OpenAI Harmony

0.0.8 · active · verified Thu Apr 09

OpenAI Harmony is a Python library providing a renderer for OpenAI's 'Harmony' response format, specifically designed for its open-weight model series, gpt-oss. It enables structured conversations, reasoning output, and function calls, mimicking the OpenAI Responses API. The library, with a Rust core and Python bindings, ensures consistent formatting, efficient processing, and first-class Python support, including typed stubs. It is crucial for developers building inference solutions for gpt-oss models, as these models are trained on and require the Harmony format for correct operation.

Warnings

Install

Imports

Quickstart

This quickstart demonstrates how to load the Harmony encoding, construct a conversation using various roles, render it into the token format expected by gpt-oss models, and then parse a simulated model's completion back into structured messages.

from openai_harmony import (
    load_harmony_encoding,
    HarmonyEncodingName,
    Role,
    Message,
    Conversation,
    DeveloperContent,
    SystemContent,
)

# Load the Harmony encoding for GPT-OSS models
enc = load_harmony_encoding(HarmonyEncodingName.HARMONY_GPT_OSS)
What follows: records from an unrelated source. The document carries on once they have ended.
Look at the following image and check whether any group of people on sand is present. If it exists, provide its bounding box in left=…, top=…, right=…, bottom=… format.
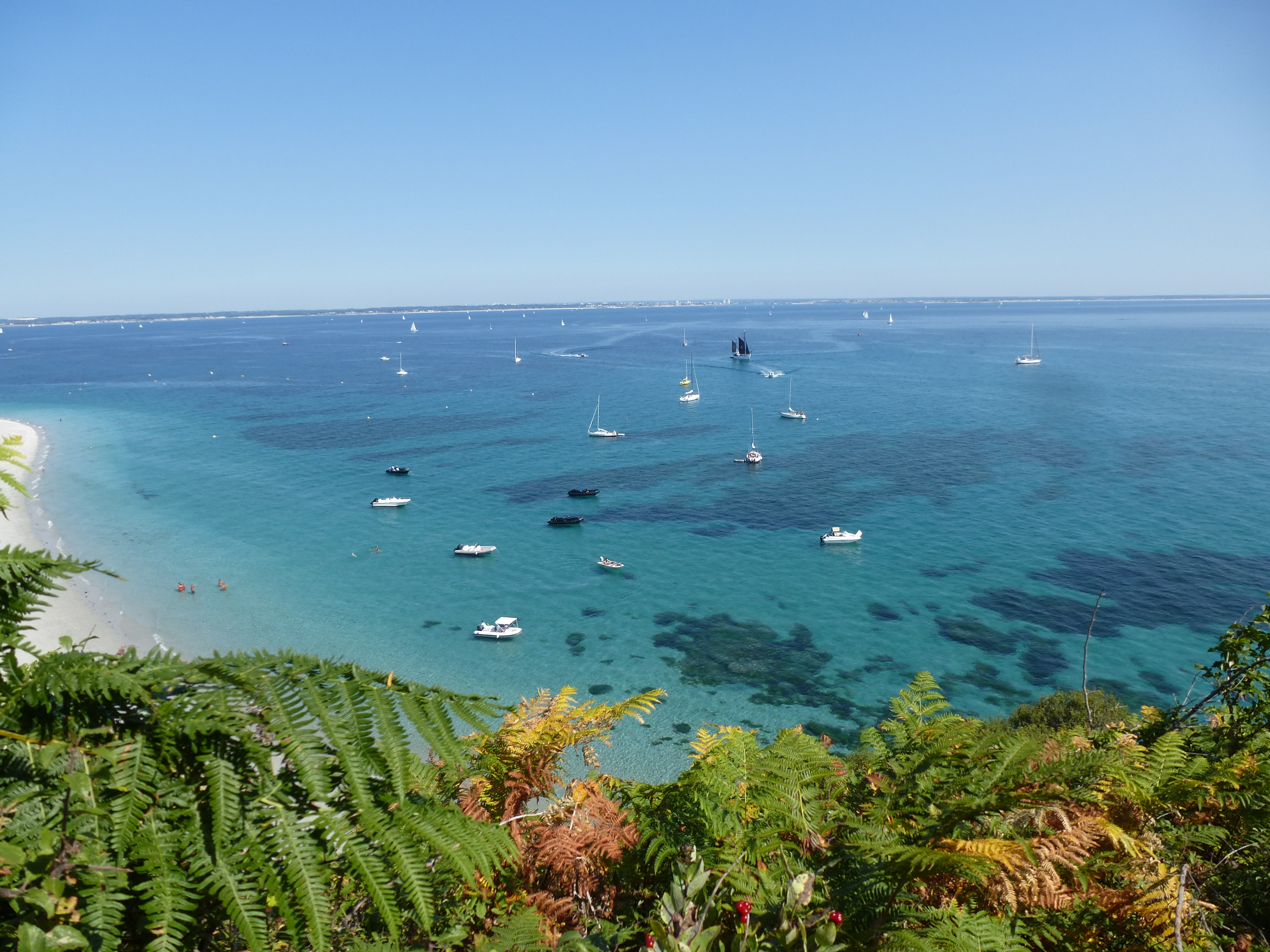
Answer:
left=177, top=579, right=230, bottom=595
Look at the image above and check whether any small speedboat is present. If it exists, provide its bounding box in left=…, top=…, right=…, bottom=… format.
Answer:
left=472, top=618, right=521, bottom=638
left=455, top=545, right=498, bottom=555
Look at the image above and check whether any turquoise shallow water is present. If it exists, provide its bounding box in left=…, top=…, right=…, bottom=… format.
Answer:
left=0, top=301, right=1270, bottom=777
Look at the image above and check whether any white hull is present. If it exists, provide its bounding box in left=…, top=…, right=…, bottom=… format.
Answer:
left=472, top=626, right=522, bottom=640
left=472, top=618, right=521, bottom=638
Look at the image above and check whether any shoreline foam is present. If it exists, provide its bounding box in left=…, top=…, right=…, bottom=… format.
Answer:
left=0, top=419, right=143, bottom=654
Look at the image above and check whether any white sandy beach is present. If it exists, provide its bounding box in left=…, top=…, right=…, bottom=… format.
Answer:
left=0, top=419, right=135, bottom=654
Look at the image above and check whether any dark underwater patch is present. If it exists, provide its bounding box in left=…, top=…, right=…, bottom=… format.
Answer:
left=1031, top=546, right=1270, bottom=635
left=688, top=523, right=737, bottom=538
left=1011, top=631, right=1068, bottom=685
left=937, top=661, right=1030, bottom=704
left=865, top=602, right=899, bottom=622
left=970, top=588, right=1120, bottom=638
left=1138, top=671, right=1177, bottom=697
left=348, top=437, right=560, bottom=462
left=935, top=614, right=1019, bottom=655
left=486, top=456, right=715, bottom=508
left=243, top=414, right=525, bottom=449
left=653, top=612, right=856, bottom=718
left=505, top=429, right=1085, bottom=532
left=1024, top=482, right=1067, bottom=505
# Create a conversation with system, developer instructions, and a user message
convo = Conversation.from_messages([
    Message.from_role_and_content(
        Role.SYSTEM,
        SystemContent.new(),
    ),
    Message.from_role_and_content(
        Role.DEVELOPER,
        DeveloperContent.new().with_instructions("Talk like a pirate!")
    ),
    Message.from_role_and_content(Role.USER, "Arrr, how be you?"),
])

# Render the conversation into tokens for completion. This generates the prompt.
tokens_for_model = enc.render_conversation_for_completion(convo, Role.ASSISTANT)
print("Prompt Tokens (to send to model):", tokens_for_model)

# --- Simulate a model response ---
# In a real scenario, `tokens_for_model` would be sent to a gpt-oss model,
# and the model would generate a continuation. For this quickstart, we'll
# append a sample assistant response to the prompt tokens.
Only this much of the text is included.